Later, Dave’s lady called me and told me she was at the end of her tether. Dave had fallen down in the bedroom and it took her hours to get him back into bed, seriously injuring her foot in the process. His bodily functions are out of control and he is lying in his own feces and urine, and she is unable to clean him up. She told me she hadn’t slept for days, was completely exhausted, and didn’t know what to do.

I suggested that she remove all the beer and leave him for 24 hours to sober up a bit, and then see what could be done. She said she couldn’t do that because he would shout at her and abuse her. She also said he would order his own beer over the phone, so I told her not to let anyone into the house, but she told me she couldn’t do that. It is clear she is very scared of him.

I told her that if she couldn’t stand it any longer then she must leave him. Maybe after Dave knew she was gone, he might pull himself together – not very likely but it has been known to happen with alcoholics who are facing certain death.

For those of you who haven’t followed this particular saga from the beginning, let me reiterate that Dave has had a number of good friends who have been rallying around him for many years in an effort to help give his life some meaning, to get him usefully employed and try to persuade him to moderate or  stop his drinking.

He has had numerous crises, where he has been rushed to hospital on the point of death and each time, against all odds, he has made a miraculous recovery, only to return to booze after a brief period to start the destructive cycle once again.

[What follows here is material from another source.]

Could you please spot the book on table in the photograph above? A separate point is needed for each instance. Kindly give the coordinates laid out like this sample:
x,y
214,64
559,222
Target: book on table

His brother sends him a monthly allowance from the UK, and in particular, Bob, my friend in Australia, and me have tried every way to turn his life around, and have tried over and over to convince him to stop drinking. We have visited him frequently, called him almost daily, helped to support him financially for many years, and goodness knows what else. But all our efforts have been to no avail.

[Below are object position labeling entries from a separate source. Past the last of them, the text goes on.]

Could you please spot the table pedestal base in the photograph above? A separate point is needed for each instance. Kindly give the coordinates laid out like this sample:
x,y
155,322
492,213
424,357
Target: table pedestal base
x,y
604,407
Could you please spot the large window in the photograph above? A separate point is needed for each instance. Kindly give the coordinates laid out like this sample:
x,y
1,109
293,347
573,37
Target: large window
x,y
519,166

The lady who is looking after him is his ex wife. They divorced many years ago and Dave married again. His second wife left him a year or so back, (after nursing him though a number of his alcoholic crises, and finally deciding that she had had enough) and his first wife came back to Bangkok from the south of Thailand to look after him.

She has been doing this purely out of compassion and has no ‘legal’ more moral responsibility to do so. She has received nothing but abuse and heartache from him for all her selfless efforts.

To sum up, Dave has steadfastly refused every attempt from whatever source to help. He is an extremely stubborn and egotistical person who would probably rather die than admit his shortcomings and seek professional help.

Bob and I believe that enough is enough.

Dave is going to die – quite soon, and he is beyond help. If his lady stays, all she will do is postpone his death for a few days or weeks, at what cost to herself? If she leaves him, he will probably die sooner, but either way the end is utterly inevitable.

I will not go to Bangkok. There is nothing I or anyone can do. He is beyond help, and in my delicate state, if I went to see him, in all probability I would pick up a drink.

I spoke to Dave’s lady again this evening.

She is still there but ever more distressed. Dave has been hovering between sleep and consciousness, and when awake, he continues to drink. She told me that he is completely incoherent and there is no point in me trying to talk to him.

I told her if she decides to leave, she should tell him before she goes, so that he knows he is all alone.

She said she could not do that because he would shout at her and abuse her, and she couldn’t stand it. I said that in that case she should write him a note and leave it next to him when he is asleep. She seemed to think that would be a good idea, and promised to call me when she had decided what to do.

For those of you out there who believe in God, please pray for Dave, and ask God to grant him the peace and serenity that he has been seeking for so long.


I am sorry, but I am not in the mood to write another installment of “AZZY MY LOVE”. Maybe tomorrow.